Попрощавшись с отцом и воспротивившись его попытке ехать провожать, Данила вышел на улицу. И только тут заметил, что весна пришла и в Москву. Светило уже тёплое солнце, но деревья стояли ещё голые, а под ногами противно хлюпала грязь на асфальте. Неприятное предчувствие внезапно охватило юношу. Стараясь подавить его, он, заметив такси, махнул рукой. В это время его окликнул радостный знакомый голос.
Оглянувшись, он увидел спешащего к нему через дорогу Петьку. Отказавшись от машины, Данила с удовольствием пожал руку разительно изменившемуся Найдёнову. Ухоженный вид бывшего детдомовца сказал ему, что Пётр хорошо питается, хорошо спит и, вообще, живёт без проблем.
Пока Петька рассказывал ему о своей жизни, Данила чувствовал, как лоб покрывается испариной. Он отчётливо увидел, что в его товарища вселилась тёмная сущность. Скрывая тревогу и пристально вглядываясь в сияющее радостью лицо Петра, Данила уверился, что тот сам сможет справиться с сущностью. Он искренне надеялся на то лучшее, что появилось в Найдёнове за годы их совместной жизни в детском доме.

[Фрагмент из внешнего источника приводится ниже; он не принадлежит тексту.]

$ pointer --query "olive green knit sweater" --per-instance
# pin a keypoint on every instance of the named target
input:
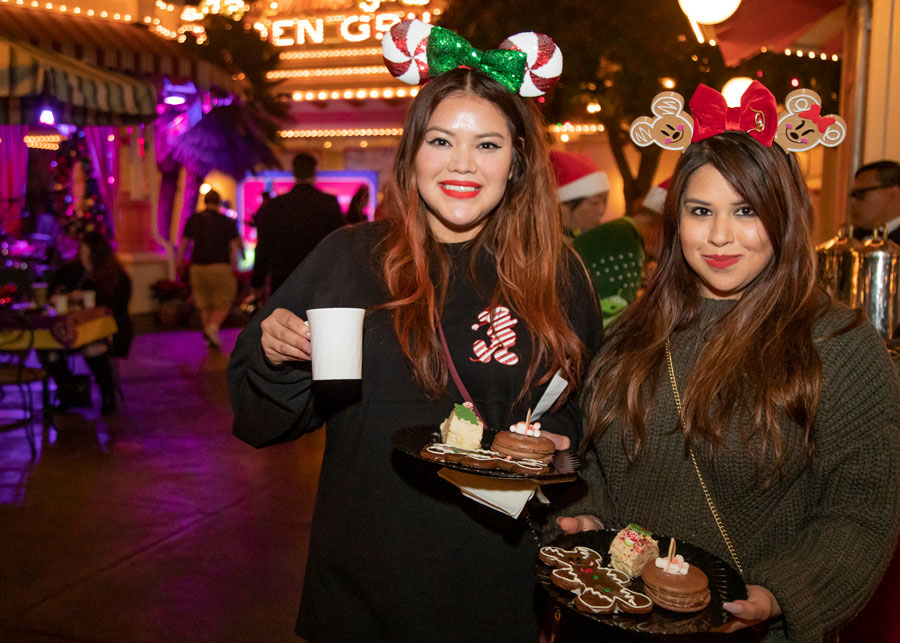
(821, 536)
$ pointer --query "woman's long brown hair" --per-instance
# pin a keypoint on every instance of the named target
(523, 234)
(761, 363)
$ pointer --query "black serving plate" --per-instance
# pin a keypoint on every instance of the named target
(411, 441)
(725, 585)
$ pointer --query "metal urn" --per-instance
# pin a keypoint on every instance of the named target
(839, 262)
(879, 282)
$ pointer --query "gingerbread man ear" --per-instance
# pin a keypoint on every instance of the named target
(801, 125)
(671, 128)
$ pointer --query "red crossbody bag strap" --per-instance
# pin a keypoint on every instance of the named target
(453, 373)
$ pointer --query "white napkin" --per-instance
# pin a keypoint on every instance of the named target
(556, 386)
(506, 495)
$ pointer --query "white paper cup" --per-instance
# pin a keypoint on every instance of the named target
(336, 335)
(61, 303)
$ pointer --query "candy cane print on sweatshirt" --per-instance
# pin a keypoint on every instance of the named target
(500, 331)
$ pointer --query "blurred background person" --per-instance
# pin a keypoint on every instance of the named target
(96, 269)
(356, 211)
(647, 219)
(289, 226)
(612, 252)
(583, 190)
(211, 240)
(875, 199)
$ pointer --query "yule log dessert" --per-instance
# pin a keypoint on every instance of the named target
(524, 440)
(632, 549)
(676, 585)
(598, 589)
(461, 435)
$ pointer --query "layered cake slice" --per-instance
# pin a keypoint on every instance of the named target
(632, 548)
(462, 429)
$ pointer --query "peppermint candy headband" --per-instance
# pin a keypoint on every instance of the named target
(798, 128)
(527, 64)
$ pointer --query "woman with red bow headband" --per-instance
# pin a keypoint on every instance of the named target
(467, 286)
(736, 405)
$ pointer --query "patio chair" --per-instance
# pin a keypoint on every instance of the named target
(16, 374)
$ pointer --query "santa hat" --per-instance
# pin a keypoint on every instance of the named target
(656, 197)
(577, 176)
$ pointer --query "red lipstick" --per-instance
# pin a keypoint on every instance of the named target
(460, 189)
(721, 261)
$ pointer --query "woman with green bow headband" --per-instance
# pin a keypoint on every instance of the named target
(468, 285)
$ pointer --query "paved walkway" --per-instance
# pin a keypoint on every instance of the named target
(157, 525)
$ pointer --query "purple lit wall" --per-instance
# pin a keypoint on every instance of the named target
(341, 183)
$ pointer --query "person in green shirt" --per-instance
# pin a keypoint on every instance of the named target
(613, 251)
(735, 405)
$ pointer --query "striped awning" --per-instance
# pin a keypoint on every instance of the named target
(32, 80)
(127, 48)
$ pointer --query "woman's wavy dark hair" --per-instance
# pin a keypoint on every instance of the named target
(106, 271)
(524, 235)
(762, 362)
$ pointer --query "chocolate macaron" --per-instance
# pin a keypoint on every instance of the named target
(672, 590)
(520, 446)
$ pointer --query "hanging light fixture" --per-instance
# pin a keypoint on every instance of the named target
(709, 12)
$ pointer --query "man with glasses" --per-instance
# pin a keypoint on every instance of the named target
(875, 199)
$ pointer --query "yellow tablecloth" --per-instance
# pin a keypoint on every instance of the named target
(60, 332)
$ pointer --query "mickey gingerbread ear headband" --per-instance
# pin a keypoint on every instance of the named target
(798, 128)
(527, 64)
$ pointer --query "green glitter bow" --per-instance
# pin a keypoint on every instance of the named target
(448, 50)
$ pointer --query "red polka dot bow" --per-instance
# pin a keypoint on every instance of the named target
(757, 114)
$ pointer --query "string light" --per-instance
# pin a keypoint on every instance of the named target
(43, 142)
(370, 70)
(330, 53)
(340, 133)
(566, 128)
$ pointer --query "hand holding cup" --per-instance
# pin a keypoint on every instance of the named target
(285, 338)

Однако несколькими часами позже, уже в другом городе, подходя к училищу, Дан ощутил, как в глубине его души, больно царапая по сердцу, появились предательские сомнения.
Прощай, училище
На третьем курсе курсанты говорили только о полётах. При этом довольно часто и с большим уважением произносили имя летчика – инструктора Ивана Сергеевича Фомина. Бывший военный лётчик первого класса, уволенный из рядов разваливающейся армии в самом начале девяностых в чине
майора, был не только отличным лётчиком, но и талантливым педагогом.
… Если бы несведущий человек случайно попал на аэродром, где проходила подготовка курсантов к полётам, и увидел как курсанты во главе с инструктором, подобно играющим детям, вытянув в стороны руки, «летают» по аэродрому, то подумал бы, что попал в сумасшедший дом.
В июне, после лётного обучения, начались и сами полёты. В эти дни все курсанты находились на аэродроме, «болея» друг за друга.
Когда в воздух поднялся Рогов, они так же, желая ему удачи, держали сжатыми кулаки. В этот раз инструктор, решив усложнить задачу, в полёте заглушил мотор. Почувствовав, что самолёт падает, Вадим запаниковал. Голос инструктора, повторяющего ему в который раз: «Самолёт падает! Курсант Рогов, принимайте решение. Ваши действия, курсант!», он не слышал. В это время он вновь вернулся в детство, и переживал самые страшные минуты того дня, когда он, шестилетний мальчишка, обуреваемый чувством страха и невозможности что- либо изменить, с криком: « Мама!» падал с высоты вниз на быстро приближающуюся неприветливую землю.